At the time of the alleged crime, Wince was 21 years old. Wince is accused of placing a boy who was 3 years old at the time in a bathtub of scalding water so hot that some of the victim’s skin came off. Wince was babysitting the boy at the time the alleged crime took place; news reports at state that the 3-year-old boy suffered bite marks to his arm, bruising, and first-, second-, and third-degree burns on more than 20% of his body. The boy and his mother lived nearby Wince’s MacArthur Boulevard and Superior Township townhouse when she dropped her son off at his home on March 31. The alleged victim and his mother’s names were not released in news reports.

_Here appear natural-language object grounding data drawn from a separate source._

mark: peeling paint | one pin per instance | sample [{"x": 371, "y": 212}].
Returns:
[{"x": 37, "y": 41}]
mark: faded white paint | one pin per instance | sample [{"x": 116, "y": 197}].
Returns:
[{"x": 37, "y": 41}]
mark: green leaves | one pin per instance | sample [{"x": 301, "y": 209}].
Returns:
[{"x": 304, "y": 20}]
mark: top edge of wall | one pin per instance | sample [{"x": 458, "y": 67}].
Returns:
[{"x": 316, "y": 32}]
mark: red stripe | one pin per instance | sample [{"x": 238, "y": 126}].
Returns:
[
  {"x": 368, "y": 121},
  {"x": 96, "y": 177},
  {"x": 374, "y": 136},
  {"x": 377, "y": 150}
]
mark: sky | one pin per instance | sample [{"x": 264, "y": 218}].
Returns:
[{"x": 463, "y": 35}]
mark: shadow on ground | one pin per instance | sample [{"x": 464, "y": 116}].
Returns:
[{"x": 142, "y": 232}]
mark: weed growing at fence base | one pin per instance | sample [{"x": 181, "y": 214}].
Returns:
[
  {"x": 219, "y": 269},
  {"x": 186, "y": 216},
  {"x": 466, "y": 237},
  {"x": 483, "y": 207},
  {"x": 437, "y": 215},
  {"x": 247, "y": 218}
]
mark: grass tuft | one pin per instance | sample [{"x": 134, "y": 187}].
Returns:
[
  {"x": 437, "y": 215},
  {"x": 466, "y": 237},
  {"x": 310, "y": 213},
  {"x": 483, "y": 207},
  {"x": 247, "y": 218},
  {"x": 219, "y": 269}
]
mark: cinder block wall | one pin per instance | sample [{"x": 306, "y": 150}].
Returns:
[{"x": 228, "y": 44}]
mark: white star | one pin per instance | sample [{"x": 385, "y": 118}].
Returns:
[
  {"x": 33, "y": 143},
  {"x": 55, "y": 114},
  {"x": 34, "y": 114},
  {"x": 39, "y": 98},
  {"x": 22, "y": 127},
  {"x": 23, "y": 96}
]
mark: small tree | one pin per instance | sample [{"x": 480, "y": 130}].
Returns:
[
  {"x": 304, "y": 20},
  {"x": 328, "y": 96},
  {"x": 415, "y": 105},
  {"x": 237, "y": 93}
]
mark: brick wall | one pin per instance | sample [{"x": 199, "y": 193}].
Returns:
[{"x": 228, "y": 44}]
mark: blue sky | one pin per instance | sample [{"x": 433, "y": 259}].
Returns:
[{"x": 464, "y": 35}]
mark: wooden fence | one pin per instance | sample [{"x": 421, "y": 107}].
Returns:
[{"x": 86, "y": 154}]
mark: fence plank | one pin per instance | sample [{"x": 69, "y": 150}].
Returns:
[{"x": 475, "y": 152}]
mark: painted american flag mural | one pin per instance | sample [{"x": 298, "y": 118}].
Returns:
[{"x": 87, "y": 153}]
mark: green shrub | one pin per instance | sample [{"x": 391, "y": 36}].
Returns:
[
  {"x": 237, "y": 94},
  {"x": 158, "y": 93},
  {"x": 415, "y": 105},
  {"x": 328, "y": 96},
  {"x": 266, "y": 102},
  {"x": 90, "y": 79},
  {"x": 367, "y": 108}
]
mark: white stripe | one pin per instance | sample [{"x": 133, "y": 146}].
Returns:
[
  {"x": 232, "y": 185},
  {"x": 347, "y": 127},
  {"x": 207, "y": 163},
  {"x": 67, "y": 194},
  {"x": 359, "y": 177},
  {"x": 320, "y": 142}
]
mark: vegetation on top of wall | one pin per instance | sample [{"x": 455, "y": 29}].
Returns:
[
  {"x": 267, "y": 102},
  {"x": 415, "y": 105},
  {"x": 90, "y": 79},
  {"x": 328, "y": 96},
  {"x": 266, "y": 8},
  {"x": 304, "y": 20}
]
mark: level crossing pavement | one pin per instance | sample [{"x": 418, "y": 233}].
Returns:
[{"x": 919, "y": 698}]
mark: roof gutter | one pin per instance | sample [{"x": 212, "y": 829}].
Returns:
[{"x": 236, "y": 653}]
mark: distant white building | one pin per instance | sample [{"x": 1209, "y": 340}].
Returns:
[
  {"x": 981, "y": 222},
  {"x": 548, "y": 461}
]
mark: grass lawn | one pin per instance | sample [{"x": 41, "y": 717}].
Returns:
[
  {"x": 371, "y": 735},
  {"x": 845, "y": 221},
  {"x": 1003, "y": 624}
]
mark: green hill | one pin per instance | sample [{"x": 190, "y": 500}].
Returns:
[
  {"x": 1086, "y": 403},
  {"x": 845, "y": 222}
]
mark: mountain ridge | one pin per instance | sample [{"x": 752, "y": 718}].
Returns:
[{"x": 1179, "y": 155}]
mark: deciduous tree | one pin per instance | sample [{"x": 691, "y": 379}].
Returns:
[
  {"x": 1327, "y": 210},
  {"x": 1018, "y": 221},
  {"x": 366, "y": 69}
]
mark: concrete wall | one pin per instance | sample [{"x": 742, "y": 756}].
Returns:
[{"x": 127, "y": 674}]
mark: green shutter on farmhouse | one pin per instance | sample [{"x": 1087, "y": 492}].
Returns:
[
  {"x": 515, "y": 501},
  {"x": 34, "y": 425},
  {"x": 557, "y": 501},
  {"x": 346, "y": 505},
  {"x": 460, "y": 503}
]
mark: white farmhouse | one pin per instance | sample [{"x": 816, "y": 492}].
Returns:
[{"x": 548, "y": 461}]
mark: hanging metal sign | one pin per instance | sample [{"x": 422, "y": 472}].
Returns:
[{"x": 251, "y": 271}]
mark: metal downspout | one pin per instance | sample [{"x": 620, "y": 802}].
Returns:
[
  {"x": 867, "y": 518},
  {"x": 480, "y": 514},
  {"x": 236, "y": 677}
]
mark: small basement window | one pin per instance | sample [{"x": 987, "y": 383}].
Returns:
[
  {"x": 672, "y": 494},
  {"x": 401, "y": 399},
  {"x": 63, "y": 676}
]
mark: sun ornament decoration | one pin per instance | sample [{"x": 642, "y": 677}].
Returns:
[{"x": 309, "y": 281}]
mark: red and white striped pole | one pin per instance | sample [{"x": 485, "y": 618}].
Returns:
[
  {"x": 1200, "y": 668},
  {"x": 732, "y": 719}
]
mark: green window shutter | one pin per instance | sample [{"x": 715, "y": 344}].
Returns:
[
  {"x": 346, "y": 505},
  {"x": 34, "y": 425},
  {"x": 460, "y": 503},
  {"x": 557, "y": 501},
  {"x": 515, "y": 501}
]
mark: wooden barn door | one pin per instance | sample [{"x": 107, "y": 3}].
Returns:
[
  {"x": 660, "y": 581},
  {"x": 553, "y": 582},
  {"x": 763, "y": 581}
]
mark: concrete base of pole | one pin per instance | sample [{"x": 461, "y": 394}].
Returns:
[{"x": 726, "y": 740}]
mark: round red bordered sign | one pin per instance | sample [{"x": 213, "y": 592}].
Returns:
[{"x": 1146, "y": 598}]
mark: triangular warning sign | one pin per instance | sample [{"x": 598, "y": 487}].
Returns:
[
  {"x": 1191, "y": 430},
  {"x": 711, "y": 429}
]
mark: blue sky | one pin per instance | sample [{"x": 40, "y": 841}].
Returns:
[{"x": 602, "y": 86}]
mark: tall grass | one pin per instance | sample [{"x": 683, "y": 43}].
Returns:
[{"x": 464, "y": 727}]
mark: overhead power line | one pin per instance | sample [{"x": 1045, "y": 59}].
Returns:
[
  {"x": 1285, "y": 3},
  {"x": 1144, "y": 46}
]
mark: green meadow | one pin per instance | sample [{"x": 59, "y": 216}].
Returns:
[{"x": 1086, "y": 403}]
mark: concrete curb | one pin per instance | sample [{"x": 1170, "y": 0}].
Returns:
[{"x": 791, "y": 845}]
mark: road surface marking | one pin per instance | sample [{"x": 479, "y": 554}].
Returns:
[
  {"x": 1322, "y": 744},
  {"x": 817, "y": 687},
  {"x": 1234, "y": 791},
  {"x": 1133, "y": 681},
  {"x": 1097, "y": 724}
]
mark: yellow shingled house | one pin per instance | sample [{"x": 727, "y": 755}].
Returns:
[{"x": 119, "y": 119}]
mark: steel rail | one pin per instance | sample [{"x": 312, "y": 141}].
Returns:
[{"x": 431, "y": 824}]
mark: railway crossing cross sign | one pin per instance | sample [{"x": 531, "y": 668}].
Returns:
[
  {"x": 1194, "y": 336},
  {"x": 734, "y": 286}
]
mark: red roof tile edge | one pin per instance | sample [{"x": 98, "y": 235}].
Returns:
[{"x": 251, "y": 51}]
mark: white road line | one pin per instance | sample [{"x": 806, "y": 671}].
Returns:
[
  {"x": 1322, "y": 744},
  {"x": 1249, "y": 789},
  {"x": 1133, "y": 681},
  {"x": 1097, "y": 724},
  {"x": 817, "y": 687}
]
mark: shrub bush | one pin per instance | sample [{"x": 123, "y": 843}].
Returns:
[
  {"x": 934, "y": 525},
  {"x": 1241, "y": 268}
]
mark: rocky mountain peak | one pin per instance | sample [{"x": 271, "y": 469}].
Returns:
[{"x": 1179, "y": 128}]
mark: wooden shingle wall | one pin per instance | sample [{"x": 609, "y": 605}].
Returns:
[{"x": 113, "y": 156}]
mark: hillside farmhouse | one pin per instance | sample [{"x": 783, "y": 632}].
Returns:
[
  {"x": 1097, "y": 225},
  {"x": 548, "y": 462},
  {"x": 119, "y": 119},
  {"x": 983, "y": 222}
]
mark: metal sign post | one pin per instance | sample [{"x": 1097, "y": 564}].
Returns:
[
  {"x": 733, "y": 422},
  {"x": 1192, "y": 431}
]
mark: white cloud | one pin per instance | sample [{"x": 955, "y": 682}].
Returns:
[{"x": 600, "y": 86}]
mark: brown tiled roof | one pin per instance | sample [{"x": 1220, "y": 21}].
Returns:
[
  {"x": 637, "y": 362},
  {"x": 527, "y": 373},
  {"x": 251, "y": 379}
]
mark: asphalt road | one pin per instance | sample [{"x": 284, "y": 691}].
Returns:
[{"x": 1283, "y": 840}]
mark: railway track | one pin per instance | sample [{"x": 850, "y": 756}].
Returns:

Wince’s bond was set at $50,000, which Judge Melinda Morris ruled to keep after Fifelski requested that she lower it to 10% of $5,000. The judge declined to lower bond after Blake Hatlem, Assistant Washtenaw County Prosecutor argued to keep the original bond because of the severity of the charges, and the likelihood of a conviction.

The mother of the boy had Wince baby sit while she was away at work. She testified that when she returned from work at about 4:30 p.m., the boy was fine. She left her son with Wince again the same evening while she went to check on her father, who lived in Ypsilanti. When she called Wince a few hours later to check on her son, she said that he told her that the little boy had gotten into a spat with two other toddlers while playing outdoors, that he had vomited, and that he had given him a bath. Court records also state that Wince told the boy’s mother that his skin was red. The boy’s mother said that upon returning to Wince’s home, she noticed that her son was burned, and that some of his skin was gone, which Wince had swept up and thrown in the garbage.

Wince said that the boy must have turned the hot water on himself after Wince had left the boy in what he described as “lukewarm” water to play a video game in the living room. Fifelski stated that he will vigorously defend his client, and that he believes they have a “very strong” defense.

These types of charges are extremely serious; Michigan child abuse defense attorneys know that if convicted on a charge of first-degree child abuse, individuals may face up to 15 years in prison.